-
All replies
-
Helpful answers
-
Jun 7, 2015 12:02 PM in response to Linc Davisby christelrama,i just went in to check out the Adwaremedic file and notice this: the app shows up as an alias dated May 31, and a second doc is there : AdwareMedic.dmg identified as disk image, dated May 26. What i don't get is that the event happened on May 31. So how did the second doc get there before???
-
Jun 7, 2015 12:09 PM in response to christelramaby etresoft,Hello christelrama,
AdwareMedic is a legitimate and useful program. However, there is no guarantee that that they actually installed a genuine copy of AdwareMedic. I strongly suggest you delete anything they installed. If you want the real AdwareMedic, you can download it from here: http://www.adwaremedic.com/index.php
Unfortunately, everything Linc Davis told you is absolutely correct. Erasing your hard drive and restoring from a point before you contacted the scammers is the only guaranteed way to ensure you aren't running any key loggers, backdoors, remote access, etc. Also, a firewall is not what you think it is. The scammers you that took control of your computer were the over-the-top criminal variety. There is also a more mundane variety of scam that just tries to make people feed good about computer security without actually doing anything. Antivirus software and firewalls fall into this category. A firewall is designed to help provide remote access, not deny it. It is useful for a network administrator, but not an end-user's machine. You want to make sure that you are never providing any remote access at all. In that case, there is no need for a firewall.
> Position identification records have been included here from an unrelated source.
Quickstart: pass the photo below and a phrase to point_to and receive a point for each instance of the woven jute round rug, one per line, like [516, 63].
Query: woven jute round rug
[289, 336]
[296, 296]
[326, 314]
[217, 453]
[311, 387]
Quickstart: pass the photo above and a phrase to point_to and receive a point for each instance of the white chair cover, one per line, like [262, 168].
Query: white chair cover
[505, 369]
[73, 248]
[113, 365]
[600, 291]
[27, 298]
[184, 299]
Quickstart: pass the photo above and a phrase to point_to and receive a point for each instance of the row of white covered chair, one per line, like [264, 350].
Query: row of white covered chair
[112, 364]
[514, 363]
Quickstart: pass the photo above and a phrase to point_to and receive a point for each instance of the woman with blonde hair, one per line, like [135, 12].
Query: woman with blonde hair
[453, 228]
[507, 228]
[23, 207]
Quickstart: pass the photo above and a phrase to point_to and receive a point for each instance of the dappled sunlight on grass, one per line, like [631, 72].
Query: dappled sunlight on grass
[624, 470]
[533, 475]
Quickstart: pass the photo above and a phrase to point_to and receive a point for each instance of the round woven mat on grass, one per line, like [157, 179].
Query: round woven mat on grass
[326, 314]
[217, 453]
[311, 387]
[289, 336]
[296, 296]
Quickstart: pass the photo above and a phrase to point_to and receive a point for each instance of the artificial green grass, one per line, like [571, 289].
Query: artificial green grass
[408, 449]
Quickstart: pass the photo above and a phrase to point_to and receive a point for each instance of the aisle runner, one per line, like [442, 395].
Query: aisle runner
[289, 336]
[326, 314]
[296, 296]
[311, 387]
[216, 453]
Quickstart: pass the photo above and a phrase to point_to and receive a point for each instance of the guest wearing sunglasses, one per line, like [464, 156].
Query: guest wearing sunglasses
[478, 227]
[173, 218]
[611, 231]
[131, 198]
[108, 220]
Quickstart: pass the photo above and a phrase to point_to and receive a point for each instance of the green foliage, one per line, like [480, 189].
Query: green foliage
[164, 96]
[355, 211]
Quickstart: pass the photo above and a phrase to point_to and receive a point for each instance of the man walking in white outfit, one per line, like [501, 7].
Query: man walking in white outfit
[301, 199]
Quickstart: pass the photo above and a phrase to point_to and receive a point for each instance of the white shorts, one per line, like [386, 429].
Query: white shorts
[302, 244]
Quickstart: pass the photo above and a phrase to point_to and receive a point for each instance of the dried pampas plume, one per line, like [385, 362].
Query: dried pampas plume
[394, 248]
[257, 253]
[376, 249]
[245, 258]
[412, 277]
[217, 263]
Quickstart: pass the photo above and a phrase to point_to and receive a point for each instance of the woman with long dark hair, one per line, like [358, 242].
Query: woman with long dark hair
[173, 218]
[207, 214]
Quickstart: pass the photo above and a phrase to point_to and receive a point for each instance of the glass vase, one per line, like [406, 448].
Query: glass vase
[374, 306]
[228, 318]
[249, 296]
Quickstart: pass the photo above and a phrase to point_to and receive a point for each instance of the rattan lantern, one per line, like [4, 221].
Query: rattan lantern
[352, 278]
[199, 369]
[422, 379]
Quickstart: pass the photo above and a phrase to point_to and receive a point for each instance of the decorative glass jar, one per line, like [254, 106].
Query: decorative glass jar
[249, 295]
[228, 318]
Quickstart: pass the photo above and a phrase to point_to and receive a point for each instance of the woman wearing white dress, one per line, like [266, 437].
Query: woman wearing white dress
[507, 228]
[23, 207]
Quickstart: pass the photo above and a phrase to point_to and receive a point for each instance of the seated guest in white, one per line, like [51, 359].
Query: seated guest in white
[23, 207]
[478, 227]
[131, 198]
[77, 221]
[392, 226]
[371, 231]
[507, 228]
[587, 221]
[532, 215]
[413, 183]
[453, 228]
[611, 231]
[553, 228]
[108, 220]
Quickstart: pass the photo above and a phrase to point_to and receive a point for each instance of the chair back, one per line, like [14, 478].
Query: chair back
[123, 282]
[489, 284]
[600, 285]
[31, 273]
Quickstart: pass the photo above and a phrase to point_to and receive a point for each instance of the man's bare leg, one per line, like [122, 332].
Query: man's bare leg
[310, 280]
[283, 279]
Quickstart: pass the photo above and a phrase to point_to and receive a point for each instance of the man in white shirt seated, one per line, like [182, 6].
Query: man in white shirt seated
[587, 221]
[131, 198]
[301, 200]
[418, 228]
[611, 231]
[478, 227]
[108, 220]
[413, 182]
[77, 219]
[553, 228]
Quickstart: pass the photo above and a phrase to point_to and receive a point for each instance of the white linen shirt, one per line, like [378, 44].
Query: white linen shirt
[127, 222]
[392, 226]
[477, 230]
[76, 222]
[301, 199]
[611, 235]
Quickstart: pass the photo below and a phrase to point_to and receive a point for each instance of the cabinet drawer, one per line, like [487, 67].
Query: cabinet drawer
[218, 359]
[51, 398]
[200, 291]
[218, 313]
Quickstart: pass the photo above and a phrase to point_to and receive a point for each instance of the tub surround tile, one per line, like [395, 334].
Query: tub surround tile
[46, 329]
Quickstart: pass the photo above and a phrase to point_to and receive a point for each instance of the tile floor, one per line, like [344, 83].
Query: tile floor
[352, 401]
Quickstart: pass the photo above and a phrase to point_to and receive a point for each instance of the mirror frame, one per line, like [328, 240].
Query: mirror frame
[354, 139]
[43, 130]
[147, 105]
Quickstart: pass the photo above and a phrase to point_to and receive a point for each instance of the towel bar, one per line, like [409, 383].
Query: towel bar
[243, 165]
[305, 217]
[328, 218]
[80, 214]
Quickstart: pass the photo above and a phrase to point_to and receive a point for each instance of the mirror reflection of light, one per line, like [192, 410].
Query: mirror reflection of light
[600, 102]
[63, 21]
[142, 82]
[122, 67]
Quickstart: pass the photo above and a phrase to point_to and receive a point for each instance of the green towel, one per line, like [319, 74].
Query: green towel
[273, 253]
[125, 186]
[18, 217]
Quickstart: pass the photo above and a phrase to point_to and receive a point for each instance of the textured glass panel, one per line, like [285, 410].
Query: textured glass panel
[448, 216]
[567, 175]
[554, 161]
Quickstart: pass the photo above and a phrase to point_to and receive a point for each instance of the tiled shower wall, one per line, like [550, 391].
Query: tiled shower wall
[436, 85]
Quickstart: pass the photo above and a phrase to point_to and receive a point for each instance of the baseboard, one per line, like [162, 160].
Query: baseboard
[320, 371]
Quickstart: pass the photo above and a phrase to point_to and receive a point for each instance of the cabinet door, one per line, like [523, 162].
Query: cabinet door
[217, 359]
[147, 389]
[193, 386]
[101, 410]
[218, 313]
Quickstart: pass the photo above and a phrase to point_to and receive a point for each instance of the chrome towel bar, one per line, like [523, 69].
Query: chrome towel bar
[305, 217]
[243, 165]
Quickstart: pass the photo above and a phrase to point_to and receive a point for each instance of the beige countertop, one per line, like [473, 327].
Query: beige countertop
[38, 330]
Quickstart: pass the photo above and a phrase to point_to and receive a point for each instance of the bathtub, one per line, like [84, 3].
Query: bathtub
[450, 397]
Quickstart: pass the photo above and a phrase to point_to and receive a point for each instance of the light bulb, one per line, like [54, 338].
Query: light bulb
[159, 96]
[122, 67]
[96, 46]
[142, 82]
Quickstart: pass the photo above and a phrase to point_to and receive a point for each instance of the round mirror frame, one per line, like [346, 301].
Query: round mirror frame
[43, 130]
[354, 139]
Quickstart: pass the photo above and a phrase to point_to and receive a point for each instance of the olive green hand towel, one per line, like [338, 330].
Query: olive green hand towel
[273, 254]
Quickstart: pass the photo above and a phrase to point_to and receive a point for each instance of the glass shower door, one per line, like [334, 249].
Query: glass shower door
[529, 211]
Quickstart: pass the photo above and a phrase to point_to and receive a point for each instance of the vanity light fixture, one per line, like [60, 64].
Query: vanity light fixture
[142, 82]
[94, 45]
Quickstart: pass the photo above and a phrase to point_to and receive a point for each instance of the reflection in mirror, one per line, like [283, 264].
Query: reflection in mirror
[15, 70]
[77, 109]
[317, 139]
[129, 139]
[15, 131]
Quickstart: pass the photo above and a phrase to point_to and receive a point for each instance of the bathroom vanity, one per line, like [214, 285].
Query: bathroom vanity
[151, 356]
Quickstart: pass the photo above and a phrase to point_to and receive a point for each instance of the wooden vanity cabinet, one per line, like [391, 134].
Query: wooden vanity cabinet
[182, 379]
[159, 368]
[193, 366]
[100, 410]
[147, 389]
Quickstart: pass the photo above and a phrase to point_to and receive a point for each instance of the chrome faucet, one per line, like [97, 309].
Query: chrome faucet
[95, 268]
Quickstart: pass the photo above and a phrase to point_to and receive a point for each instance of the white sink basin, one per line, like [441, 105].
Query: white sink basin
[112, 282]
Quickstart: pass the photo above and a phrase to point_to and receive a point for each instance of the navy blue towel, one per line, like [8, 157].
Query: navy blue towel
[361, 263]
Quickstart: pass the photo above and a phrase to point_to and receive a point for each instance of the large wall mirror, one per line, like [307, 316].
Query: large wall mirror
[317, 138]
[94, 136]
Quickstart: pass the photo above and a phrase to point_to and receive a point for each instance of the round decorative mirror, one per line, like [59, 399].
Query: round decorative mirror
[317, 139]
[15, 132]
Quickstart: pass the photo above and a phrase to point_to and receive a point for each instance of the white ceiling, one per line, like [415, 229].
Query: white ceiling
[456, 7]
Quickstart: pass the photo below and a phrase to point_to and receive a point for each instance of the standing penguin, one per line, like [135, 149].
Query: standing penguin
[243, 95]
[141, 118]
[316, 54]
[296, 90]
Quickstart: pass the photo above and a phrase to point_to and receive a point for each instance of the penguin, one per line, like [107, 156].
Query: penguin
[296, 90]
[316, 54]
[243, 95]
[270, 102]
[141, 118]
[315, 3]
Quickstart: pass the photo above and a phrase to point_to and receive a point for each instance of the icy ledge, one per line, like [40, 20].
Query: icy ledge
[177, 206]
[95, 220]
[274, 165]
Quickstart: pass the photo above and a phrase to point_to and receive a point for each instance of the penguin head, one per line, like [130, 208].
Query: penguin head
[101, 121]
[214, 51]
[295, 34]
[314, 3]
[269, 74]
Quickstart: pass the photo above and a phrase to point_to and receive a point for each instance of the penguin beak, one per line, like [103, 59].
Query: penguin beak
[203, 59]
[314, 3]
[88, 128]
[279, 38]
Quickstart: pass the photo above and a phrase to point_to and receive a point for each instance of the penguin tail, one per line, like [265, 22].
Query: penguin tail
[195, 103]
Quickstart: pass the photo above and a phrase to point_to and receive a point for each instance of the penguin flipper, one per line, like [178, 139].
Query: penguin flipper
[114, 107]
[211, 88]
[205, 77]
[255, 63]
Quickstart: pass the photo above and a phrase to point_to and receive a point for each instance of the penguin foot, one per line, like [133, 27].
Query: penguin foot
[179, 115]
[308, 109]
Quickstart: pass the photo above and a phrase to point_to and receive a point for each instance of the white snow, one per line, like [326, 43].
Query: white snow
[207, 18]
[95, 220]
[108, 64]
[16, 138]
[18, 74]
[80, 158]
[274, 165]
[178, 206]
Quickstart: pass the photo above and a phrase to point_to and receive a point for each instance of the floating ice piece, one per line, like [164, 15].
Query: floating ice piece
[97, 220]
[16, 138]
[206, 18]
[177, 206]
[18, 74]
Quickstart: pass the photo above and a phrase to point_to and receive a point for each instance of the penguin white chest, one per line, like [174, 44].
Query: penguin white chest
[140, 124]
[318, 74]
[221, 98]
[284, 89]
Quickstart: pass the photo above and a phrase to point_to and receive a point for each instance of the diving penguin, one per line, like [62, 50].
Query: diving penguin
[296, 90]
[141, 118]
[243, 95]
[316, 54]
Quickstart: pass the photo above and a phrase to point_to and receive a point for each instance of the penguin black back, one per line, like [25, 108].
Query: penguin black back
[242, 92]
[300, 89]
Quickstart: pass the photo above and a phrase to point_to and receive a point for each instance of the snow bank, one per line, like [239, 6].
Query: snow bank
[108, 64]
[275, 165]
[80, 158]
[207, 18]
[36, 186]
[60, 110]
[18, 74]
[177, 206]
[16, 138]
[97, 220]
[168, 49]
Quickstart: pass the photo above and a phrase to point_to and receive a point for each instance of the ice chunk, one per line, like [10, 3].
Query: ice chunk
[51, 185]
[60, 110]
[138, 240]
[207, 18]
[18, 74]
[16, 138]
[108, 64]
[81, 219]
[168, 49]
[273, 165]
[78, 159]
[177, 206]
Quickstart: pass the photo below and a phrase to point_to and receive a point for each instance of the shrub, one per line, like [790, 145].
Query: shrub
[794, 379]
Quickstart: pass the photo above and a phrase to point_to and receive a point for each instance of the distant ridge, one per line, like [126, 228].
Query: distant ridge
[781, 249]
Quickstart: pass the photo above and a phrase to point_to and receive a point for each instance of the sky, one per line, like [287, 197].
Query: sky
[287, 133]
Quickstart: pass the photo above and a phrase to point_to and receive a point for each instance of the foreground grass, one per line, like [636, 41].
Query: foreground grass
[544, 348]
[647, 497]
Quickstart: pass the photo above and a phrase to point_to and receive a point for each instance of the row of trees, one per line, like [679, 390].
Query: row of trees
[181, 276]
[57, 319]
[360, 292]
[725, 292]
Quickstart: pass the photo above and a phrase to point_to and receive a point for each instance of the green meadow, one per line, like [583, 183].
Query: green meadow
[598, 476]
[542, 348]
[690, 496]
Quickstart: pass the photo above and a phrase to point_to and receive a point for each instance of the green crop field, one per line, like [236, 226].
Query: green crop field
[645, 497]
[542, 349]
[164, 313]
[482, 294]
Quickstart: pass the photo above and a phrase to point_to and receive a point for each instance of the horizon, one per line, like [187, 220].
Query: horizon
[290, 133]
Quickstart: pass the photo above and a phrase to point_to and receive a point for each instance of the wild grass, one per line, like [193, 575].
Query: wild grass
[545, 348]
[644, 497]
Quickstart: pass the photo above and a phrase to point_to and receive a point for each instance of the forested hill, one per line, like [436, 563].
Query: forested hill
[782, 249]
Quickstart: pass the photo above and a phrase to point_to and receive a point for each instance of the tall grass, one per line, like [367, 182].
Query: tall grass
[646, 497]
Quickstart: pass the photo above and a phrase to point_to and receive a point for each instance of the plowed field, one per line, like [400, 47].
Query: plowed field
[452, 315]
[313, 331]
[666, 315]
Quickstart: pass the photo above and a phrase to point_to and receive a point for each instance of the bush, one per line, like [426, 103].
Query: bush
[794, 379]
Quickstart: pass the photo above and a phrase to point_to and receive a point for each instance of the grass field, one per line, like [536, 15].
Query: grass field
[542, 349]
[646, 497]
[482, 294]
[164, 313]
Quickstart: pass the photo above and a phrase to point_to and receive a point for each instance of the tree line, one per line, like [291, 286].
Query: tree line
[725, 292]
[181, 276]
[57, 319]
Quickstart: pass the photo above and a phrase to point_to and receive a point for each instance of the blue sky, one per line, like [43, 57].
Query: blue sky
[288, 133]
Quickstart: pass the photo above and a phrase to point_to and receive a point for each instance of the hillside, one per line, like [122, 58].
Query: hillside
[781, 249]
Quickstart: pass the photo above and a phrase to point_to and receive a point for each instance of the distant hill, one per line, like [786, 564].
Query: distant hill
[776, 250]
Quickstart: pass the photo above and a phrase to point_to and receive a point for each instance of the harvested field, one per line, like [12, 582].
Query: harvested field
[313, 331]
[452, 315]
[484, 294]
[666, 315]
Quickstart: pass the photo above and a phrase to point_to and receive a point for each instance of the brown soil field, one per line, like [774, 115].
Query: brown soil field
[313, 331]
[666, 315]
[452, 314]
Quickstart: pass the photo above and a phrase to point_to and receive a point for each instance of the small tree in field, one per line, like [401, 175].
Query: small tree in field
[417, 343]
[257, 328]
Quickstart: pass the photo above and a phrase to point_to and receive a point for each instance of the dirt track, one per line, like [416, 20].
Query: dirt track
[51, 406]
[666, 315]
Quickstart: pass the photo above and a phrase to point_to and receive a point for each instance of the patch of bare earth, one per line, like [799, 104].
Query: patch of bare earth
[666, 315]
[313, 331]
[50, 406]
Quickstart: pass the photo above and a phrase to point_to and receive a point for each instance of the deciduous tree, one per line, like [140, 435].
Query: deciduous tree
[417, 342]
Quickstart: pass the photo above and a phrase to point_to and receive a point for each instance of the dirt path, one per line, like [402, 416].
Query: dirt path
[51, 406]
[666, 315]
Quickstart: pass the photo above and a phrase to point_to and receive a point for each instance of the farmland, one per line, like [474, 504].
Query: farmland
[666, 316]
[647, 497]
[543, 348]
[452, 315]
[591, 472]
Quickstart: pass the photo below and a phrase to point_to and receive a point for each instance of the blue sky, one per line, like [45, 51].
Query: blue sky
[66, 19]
There is another option. I wrote a little diagnostic program to help show what software is running in the background on your Mac. Download EtreCheck from http://www.etrecheck.com, run it, and paste the results here. EtreCheck is perfectly safe to run, does not ask for your password to install, and is signed with my Apple Developer ID.
We can look at the output of your EtreCheck report and tell you if there are any obvious remote access tools running. EtreCheck was not designed for this kind of analysis, but it would be better than nothing. It only looks for 3rd party software so you would have to manually make sure that everything in System Preferences > Sharing is turned off. EtreCheck is never going to be as good as a live expert looking at your computer - like you would find at an Apple genius bar.
Disclaimer: Although EtreCheck is free, there are other links on my site that could give me some form of compensation, financial or otherwise.
-
Jun 7, 2015 2:25 PM in response to christelramaby babowa,If you are still worried after uninstalling Adware Medic, the one way to make sure there is nothing on your computer that should not be there is to use your install disks, use them to boot the computer, erase your hard drive and install from scratch. Obviously, back up your important files first so you can copy them back. It's a bit of a pain, but easy enough to do and would mean that you start out with a freshly installed system.
Oh, and make sure you've changed all your passwords online as well.
-
Jun 8, 2015 10:22 AM in response to christelramaby thomas_r.,Most likely, that copy of AdwareMedic is legit. Unfortunately, scammers like these will often install things that are legit to make it seem like they're doing something useful. (In your case, they installed something that couldn't even run on your system.)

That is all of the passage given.